Finansman sağlamaya yönelik düzenleme ile finansal kiralama konusu mal finansal kiralama şirketinin mülkiyetinde olduğundan kiralayan tarafından aktife kaydedilmekte, kiracı kişilerce işletmeye dahil edilememekte, aktife alınamamakta ve bilançoda maddi duran varlıklar içinde gösterilmemektedir. Bu nitelikleri dikkate alındığında finansal kiralama sözleşmesi Medeni Kanunun ilgili maddelerinde düzenlenen mülkiyeti muhafaza kaydıyla satış, taksitli satış, satışla kiranın sona ermesine ilişkin sözleşmelerden farklı ve kendine özgü bir sözleşmedir. Bu durumda finansal kiralamanın taksitli satış ya da doğrudan satış işlemi olarak değerlendirilmesi mümkün değildir.
Öte yandan finansal kiralama sözleşmelerinin konusunu belirleyen anılan Kanunun 5 inci maddesinde taşınır ve taşınmaz malların bu sözleşmeye konu olabileceği belirtilmiş ve madde metninde patent gibi fikri ve sınai haklar dışında bir konu sınırlandırılması getirilmemiştir. Dolayısıyla yükümlünün faaliyetiyle ilgili olarak kullanılan malın finansal kiralamaya konu edilmesine yasal bir engel bulunmamaktadır. Danıştay Dördüncü Dairesinin 15.11.2006 günlü ara kararı ile getirtilen yükümlü şirkete ait şirket ana sözleşmesinin incelenmesinden şirketin faaliyet alanı içerisinde inşaat ve müteahhitlik sanayi hizmetlerinin bulunduğu görüldüğünden ve finansal kiralamaya konu gayrimenkulünde bu faaliyet çerçevesinde kullanılmak amacıyla alındığı sabit olduğundan finansal kiralama sözleşmesi hükümleri çerçevesinde davacının söz konusu gayrimenkulle ilgili olarak yaptığı kira ödemelerinin doğrudan gider olarak gösterilmesi yasaya uygundur. Bu giderlerin kanunen kabul edilmeyen gider olarak dikkate alınarak kurum kazancının tespitinde gösterilen giderlerden tenzili suretiyle yapılan tarhiyatta ve tarhiyata karşı açılan davayı reddeden Mahkeme kararında hukuka uyarlık görülmemiştir.

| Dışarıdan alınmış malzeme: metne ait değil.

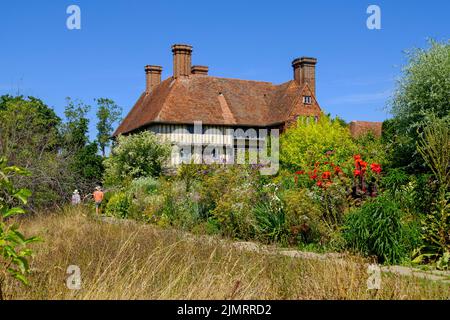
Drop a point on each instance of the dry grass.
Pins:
(142, 262)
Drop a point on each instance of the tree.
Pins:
(434, 147)
(30, 137)
(108, 113)
(75, 130)
(135, 156)
(86, 165)
(423, 89)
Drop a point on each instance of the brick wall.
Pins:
(358, 128)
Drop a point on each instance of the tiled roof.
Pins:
(214, 101)
(358, 128)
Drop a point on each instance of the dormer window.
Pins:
(307, 99)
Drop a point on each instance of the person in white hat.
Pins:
(76, 199)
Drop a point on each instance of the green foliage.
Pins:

Bu nedenle, temyiz isteminin kabulüyle, … Vergi Mahkemesinin … günlü ve E:…, K:… sayılı kararının bozulmasına 26.12.2006 gününde oyçokluğuyla karar verildi.

KARŞI OY
Temyiz dilekçesinde ileri sürülen iddialar, bozulması istenilen kararın dayandığı gerekçeler karşısında, yerinde ve kararın bozulmasını sağlayacak durumda görülmediğinden, temyiz isteminin reddi gerekeceği görüşüyle karara katılmıyorum.